= Enantiostasis =

Enantiostasis is the ability of an open system, especially a living organism, to maintain and conserve its metabolic and physiological functions in response to variations in an unstable environment. Estuarine organisms typically undergo enantiostasis in order to survive with constantly changing salt concentrations. The Australian NSW Board of Studies defines the term in its Biology syllabus as "the maintenance of metabolic and physiological functions in response to variations in the environment".

Enantiostasis is not a form of classical homeostasis, meaning "standing at a similar level," which focuses on maintenance of internal body conditions such as pH, oxygen levels, and ion concentrations. Rather than maintaining homeostatic (stable ideal) conditions, enantiostasis involves maintaining only functionality in spite of external fluctuations. However, it can be considered a type of homeostasis in a broader context because functions are kept relatively consistent. Organic compounds such as Taurine have been shown to still properly function within environments that have been disrupted from an ideal state.

The term enantiostasis was proposed by Mangum and Towle. It is derived from the Greek ἐναντίος (enantio-; opposite, opposing, over against) and στάσις (stasis; to stand, posture).

== Trehalose ==
- Fruit flies (Drosophila) use the non-toxic sugar trehalose that is found in the hemolymph of insects to cope with changes in environmental conditions.
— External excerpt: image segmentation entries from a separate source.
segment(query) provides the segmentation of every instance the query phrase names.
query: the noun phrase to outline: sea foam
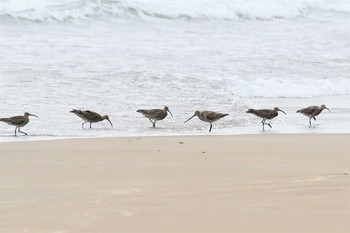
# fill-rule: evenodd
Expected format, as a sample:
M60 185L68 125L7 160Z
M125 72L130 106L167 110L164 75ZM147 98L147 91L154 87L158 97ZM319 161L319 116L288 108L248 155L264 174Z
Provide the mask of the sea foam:
M350 13L347 0L5 0L0 16L42 21L112 17L187 20L271 20L312 11Z

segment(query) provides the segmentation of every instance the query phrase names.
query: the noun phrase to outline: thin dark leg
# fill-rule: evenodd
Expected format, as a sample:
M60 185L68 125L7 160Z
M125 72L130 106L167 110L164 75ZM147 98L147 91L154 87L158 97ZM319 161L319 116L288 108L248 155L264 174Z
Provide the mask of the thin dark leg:
M148 118L148 120L149 120L150 122L152 122L153 128L155 128L155 127L156 127L156 121L153 122L153 121L151 120L151 118Z
M18 132L28 135L27 133L21 131L21 127L18 127Z
M270 126L270 128L272 128L271 124L270 123L265 123L265 121L266 121L266 119L263 119L261 121L261 124L263 125L263 131L265 130L265 125L268 125L268 126Z

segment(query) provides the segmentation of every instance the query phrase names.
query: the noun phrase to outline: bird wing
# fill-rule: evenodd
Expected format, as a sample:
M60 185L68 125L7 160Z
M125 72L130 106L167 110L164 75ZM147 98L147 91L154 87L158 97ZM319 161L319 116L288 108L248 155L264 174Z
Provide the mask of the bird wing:
M319 108L318 106L310 106L310 107L307 107L307 108L300 109L297 112L300 112L300 113L303 113L303 114L306 114L306 115L311 115L318 108Z
M11 123L13 125L21 125L24 123L24 117L23 116L14 116L14 117L10 117L7 118L6 123Z
M94 111L86 110L83 112L84 112L84 117L89 121L95 121L102 118L100 114Z
M139 109L138 112L142 113L148 118L159 118L163 114L163 109Z

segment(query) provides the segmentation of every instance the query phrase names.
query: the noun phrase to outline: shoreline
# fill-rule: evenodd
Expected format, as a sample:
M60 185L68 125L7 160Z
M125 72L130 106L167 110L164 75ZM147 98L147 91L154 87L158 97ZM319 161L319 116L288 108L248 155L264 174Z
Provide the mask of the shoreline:
M349 135L350 132L315 132L315 133L290 133L290 132L261 132L261 133L237 133L237 134L207 134L206 132L203 132L203 134L167 134L167 135L150 135L150 134L144 134L144 135L111 135L111 136L81 136L81 137L64 137L64 136L41 136L41 135L23 135L23 136L3 136L8 138L13 138L14 140L11 141L1 141L0 145L3 143L18 143L18 142L47 142L47 141L61 141L61 140L84 140L84 139L121 139L121 138L154 138L154 137L160 137L160 138L174 138L174 137L245 137L245 136L292 136L292 135ZM39 138L38 137L46 137L46 138ZM20 139L24 140L20 140ZM18 139L15 141L15 139Z
M347 232L348 134L0 143L0 231Z

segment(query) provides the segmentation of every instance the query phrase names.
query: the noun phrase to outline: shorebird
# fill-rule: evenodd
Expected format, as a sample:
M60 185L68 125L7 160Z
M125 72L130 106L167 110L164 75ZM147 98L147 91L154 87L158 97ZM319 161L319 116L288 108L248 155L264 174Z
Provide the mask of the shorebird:
M82 127L83 129L84 129L84 124L85 124L86 122L89 122L89 123L90 123L90 129L91 129L91 124L92 124L92 123L96 123L96 122L103 121L103 120L109 121L109 123L110 123L111 126L113 127L113 124L112 124L112 122L109 120L108 115L101 116L101 115L98 114L97 112L93 112L93 111L90 111L90 110L83 111L83 110L78 110L78 109L73 109L73 110L70 111L70 112L74 113L75 115L77 115L78 117L80 117L81 119L84 120L83 124L81 124L81 127Z
M330 112L330 110L324 104L322 104L320 107L319 106L310 106L307 108L302 108L302 109L298 110L297 112L300 112L301 114L309 117L309 124L311 127L311 118L316 120L315 116L318 116L324 109L327 109Z
M139 109L137 110L137 112L141 113L146 118L148 118L148 120L152 122L153 128L156 127L157 121L163 120L168 115L168 112L171 116L173 116L173 114L170 112L167 106L164 106L164 109Z
M28 135L25 132L21 131L21 127L25 126L29 122L29 116L35 116L39 118L37 115L30 114L29 112L25 112L23 116L14 116L14 117L9 117L9 118L0 118L0 121L3 121L7 123L8 125L14 125L16 126L15 128L15 136L17 136L17 129L18 132L23 133L25 135Z
M285 113L284 111L282 111L281 109L275 107L274 109L248 109L247 113L252 113L257 117L262 118L261 124L263 126L263 130L265 130L265 125L270 126L270 128L272 128L270 123L265 123L265 121L271 120L273 118L275 118L276 116L278 116L278 111L283 112L285 115L287 115L287 113Z
M212 112L212 111L203 111L203 112L195 111L193 116L188 118L188 120L186 120L185 123L187 121L191 120L193 117L197 116L201 121L205 121L205 122L209 122L210 123L209 132L211 132L211 128L213 127L213 125L211 123L214 122L214 121L217 121L220 118L223 118L223 117L225 117L227 115L228 114L226 114L226 113L219 113L219 112Z

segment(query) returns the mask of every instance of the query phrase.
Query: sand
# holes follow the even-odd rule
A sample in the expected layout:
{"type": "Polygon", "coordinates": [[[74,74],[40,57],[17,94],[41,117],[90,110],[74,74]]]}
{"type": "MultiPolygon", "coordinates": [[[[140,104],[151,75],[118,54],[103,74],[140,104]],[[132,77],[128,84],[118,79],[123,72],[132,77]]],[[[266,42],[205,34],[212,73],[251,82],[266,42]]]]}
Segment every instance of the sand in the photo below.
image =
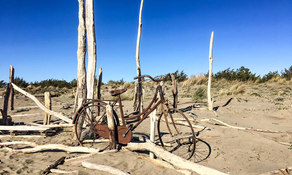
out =
{"type": "MultiPolygon", "coordinates": [[[[172,97],[171,86],[166,85],[165,97],[172,97]]],[[[292,132],[292,86],[276,85],[273,84],[260,84],[248,85],[248,93],[245,95],[236,96],[218,96],[215,98],[214,107],[217,110],[218,116],[214,113],[207,110],[196,110],[192,104],[180,105],[178,108],[184,112],[188,117],[188,113],[193,111],[197,116],[196,121],[207,118],[215,118],[232,125],[239,127],[273,130],[292,132]],[[255,92],[260,97],[252,96],[255,92]],[[233,98],[231,101],[231,98],[233,98]],[[238,98],[240,98],[239,99],[238,98]],[[281,99],[283,98],[283,99],[281,99]],[[277,99],[278,99],[277,100],[277,99]],[[244,100],[246,100],[246,102],[244,100]],[[278,100],[279,100],[279,101],[278,100]],[[230,101],[230,102],[229,102],[230,101]],[[279,103],[279,104],[277,104],[279,103]],[[287,106],[286,107],[286,106],[287,106]]],[[[179,87],[179,97],[186,93],[191,94],[197,86],[191,87],[186,92],[185,88],[179,87]]],[[[109,97],[110,89],[104,89],[102,97],[105,99],[109,97]]],[[[147,106],[148,101],[154,91],[149,87],[145,88],[146,95],[144,99],[144,106],[147,106]]],[[[218,95],[218,91],[212,89],[212,93],[218,95]]],[[[133,90],[128,90],[126,94],[132,93],[133,90]]],[[[52,103],[56,102],[71,102],[71,94],[52,98],[52,103]]],[[[16,112],[17,108],[35,106],[35,104],[30,99],[15,99],[15,110],[9,111],[11,116],[27,114],[40,113],[41,114],[27,116],[12,117],[15,122],[34,122],[42,124],[44,112],[39,108],[32,107],[29,111],[16,112]]],[[[172,99],[169,100],[172,102],[172,99]]],[[[43,99],[40,99],[42,102],[43,99]]],[[[191,99],[179,99],[182,102],[191,101],[191,99]]],[[[0,104],[3,104],[3,99],[0,99],[0,104]]],[[[129,114],[131,112],[132,102],[123,102],[124,112],[129,114]],[[126,112],[126,110],[128,112],[126,112]]],[[[44,104],[44,103],[43,103],[44,104]]],[[[52,109],[56,112],[62,113],[68,117],[74,114],[72,109],[59,109],[60,105],[53,105],[52,109]]],[[[204,106],[206,107],[206,106],[204,106]]],[[[116,111],[119,113],[119,110],[116,111]]],[[[51,123],[58,123],[61,120],[53,116],[51,123]]],[[[292,142],[292,135],[285,133],[260,132],[243,130],[238,130],[223,127],[206,122],[200,122],[199,125],[206,126],[210,130],[195,129],[197,136],[220,135],[199,141],[197,143],[196,153],[204,150],[204,160],[198,163],[219,171],[232,174],[258,174],[264,172],[283,168],[285,164],[292,166],[292,149],[288,149],[288,146],[280,144],[276,141],[292,142]],[[260,134],[268,137],[253,134],[260,134]]],[[[215,123],[212,121],[212,122],[215,123]]],[[[194,123],[194,124],[195,124],[194,123]]],[[[149,118],[140,124],[134,131],[134,136],[141,135],[147,137],[149,134],[150,123],[149,118]]],[[[23,138],[7,137],[0,138],[1,142],[13,141],[25,141],[34,142],[39,145],[49,144],[60,144],[71,141],[72,128],[60,129],[57,132],[46,138],[33,137],[23,138]]],[[[7,134],[6,134],[7,135],[7,134]]],[[[0,135],[3,135],[0,134],[0,135]]],[[[158,140],[158,137],[155,139],[158,140]]],[[[27,145],[18,145],[11,146],[18,148],[29,148],[27,145]]],[[[137,154],[148,156],[148,153],[138,153],[130,151],[121,151],[116,153],[103,154],[90,158],[88,161],[112,166],[130,173],[131,174],[177,174],[179,173],[173,170],[156,167],[147,161],[137,159],[135,158],[137,154]]],[[[66,158],[79,156],[84,154],[67,153],[58,150],[42,151],[36,153],[25,154],[11,153],[0,148],[0,174],[40,174],[48,164],[61,156],[66,158]]],[[[88,158],[84,158],[87,159],[88,158]]],[[[193,158],[191,160],[194,161],[193,158]]],[[[79,174],[109,174],[105,172],[86,169],[79,162],[74,165],[71,162],[66,162],[57,166],[58,169],[66,171],[78,170],[79,174]]],[[[73,163],[74,164],[74,163],[73,163]]],[[[51,174],[54,174],[51,173],[51,174]]],[[[195,173],[193,173],[196,174],[195,173]]]]}

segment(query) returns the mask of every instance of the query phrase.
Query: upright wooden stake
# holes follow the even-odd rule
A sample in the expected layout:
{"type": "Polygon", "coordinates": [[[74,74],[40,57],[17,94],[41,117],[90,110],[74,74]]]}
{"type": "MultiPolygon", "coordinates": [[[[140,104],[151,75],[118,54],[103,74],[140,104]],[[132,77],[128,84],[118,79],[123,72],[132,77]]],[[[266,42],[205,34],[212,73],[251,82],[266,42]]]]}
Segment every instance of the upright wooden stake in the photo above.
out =
{"type": "Polygon", "coordinates": [[[7,87],[6,88],[6,92],[5,93],[5,97],[4,97],[4,104],[3,106],[3,110],[0,109],[0,111],[2,114],[2,121],[3,125],[8,125],[8,120],[7,118],[7,110],[8,106],[8,97],[9,94],[10,93],[10,91],[12,88],[11,84],[8,83],[7,84],[7,87]]]}
{"type": "MultiPolygon", "coordinates": [[[[52,110],[52,101],[51,100],[51,93],[45,92],[45,106],[50,110],[52,110]]],[[[51,115],[47,112],[45,112],[45,118],[44,119],[44,125],[50,125],[51,123],[51,115]]]]}
{"type": "MultiPolygon", "coordinates": [[[[101,87],[101,82],[102,79],[102,70],[101,67],[99,67],[99,73],[98,74],[98,79],[97,80],[97,84],[96,85],[96,99],[100,99],[101,98],[101,94],[100,94],[100,88],[101,87]]],[[[98,103],[98,104],[99,104],[98,103]]],[[[98,114],[99,116],[100,111],[100,106],[98,107],[98,114]]]]}
{"type": "Polygon", "coordinates": [[[172,79],[172,94],[173,95],[173,108],[176,108],[178,104],[178,87],[176,83],[176,80],[173,74],[171,75],[172,79]]]}
{"type": "MultiPolygon", "coordinates": [[[[140,12],[139,13],[139,25],[138,27],[138,35],[137,37],[137,44],[136,48],[136,62],[137,64],[137,76],[141,76],[141,70],[140,67],[140,58],[139,57],[139,48],[140,47],[140,38],[141,36],[141,28],[142,27],[142,8],[143,7],[144,0],[141,1],[141,4],[140,6],[140,12]]],[[[142,80],[141,78],[138,79],[138,82],[142,80]]],[[[142,83],[138,84],[138,95],[139,99],[139,113],[141,113],[143,111],[143,102],[142,98],[142,83]]],[[[139,117],[138,120],[140,120],[141,117],[139,117]]]]}
{"type": "Polygon", "coordinates": [[[109,104],[106,107],[107,117],[107,125],[110,130],[110,150],[117,149],[116,145],[115,129],[114,116],[112,115],[112,108],[109,104]]]}
{"type": "MultiPolygon", "coordinates": [[[[14,68],[10,65],[10,72],[9,74],[9,83],[13,83],[14,79],[14,68]]],[[[13,111],[13,104],[14,101],[14,90],[13,88],[10,91],[8,99],[8,111],[13,111]]]]}
{"type": "Polygon", "coordinates": [[[212,50],[213,48],[213,34],[214,32],[212,32],[210,41],[210,49],[209,52],[209,79],[208,80],[208,106],[209,111],[213,111],[213,103],[214,99],[211,98],[211,81],[212,79],[212,63],[213,57],[212,56],[212,50]]]}
{"type": "Polygon", "coordinates": [[[94,78],[96,67],[96,42],[94,29],[94,10],[93,0],[85,1],[86,18],[85,24],[88,46],[88,64],[86,81],[87,98],[93,99],[94,89],[94,78]]]}
{"type": "Polygon", "coordinates": [[[82,101],[86,98],[86,71],[85,70],[85,54],[86,54],[86,29],[85,28],[85,11],[84,0],[78,0],[79,11],[78,26],[78,49],[77,50],[77,90],[78,108],[81,106],[82,101]]]}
Trehalose levels can spike up to 2% in the hemolymph in response to temperature changes, salinity and osmotic and oxidative stress.
- Yeast cells accumulate trehalose in order to withstand heat stress.

== Estuarine environments ==
Examples of organisms which undergo enantiostasis in an estuarine environment include:

- The oxygen binding effectiveness of hemocyanin in the blue crab Callinectes sapidus varies according to the concentration of two factors, calcium ion concentration, and hydrogen ion concentration. When these concentrations are varied in the same direction, they have a counterbalancing effect. To stabilize oxygen binding at low ionic concentrations, the crab increases its internal pH (decreasing the hydrogen ion concentration) to allow the hemocyanin to continue to function efficiently.
- The Dungeness crab, Cancer magister, relies on the magnesium ion (Mg^{2+}) for its hemocyanin oxygen affinity. In the juvenile stage, the crab has higher magnesium ion concentrations resulting in higher hemocyanin oxygen affinity. This changes throughout development, such that the adult Cancer magister has less magnesium ion and thus, less hemocyanin oxygen affinity. Intrinsic oxygen affinity is inversely proportional magnesium ion concentrations in the crab, which counterbalances the hemocyanin oxygen affinity.

== High-salt environments ==

- Halophiles have adapted to high salt environments by using energy from the sun to maintain a high internal potassium ion concentration and by using biological proteins that can function in the varying, high internal potassium ion concentrations. These adaptions allow halophiles to thrive by increasing internal osmolarity to compensate for the high sodium concentrations of the external environment, which prevents the movement of water out of the cell.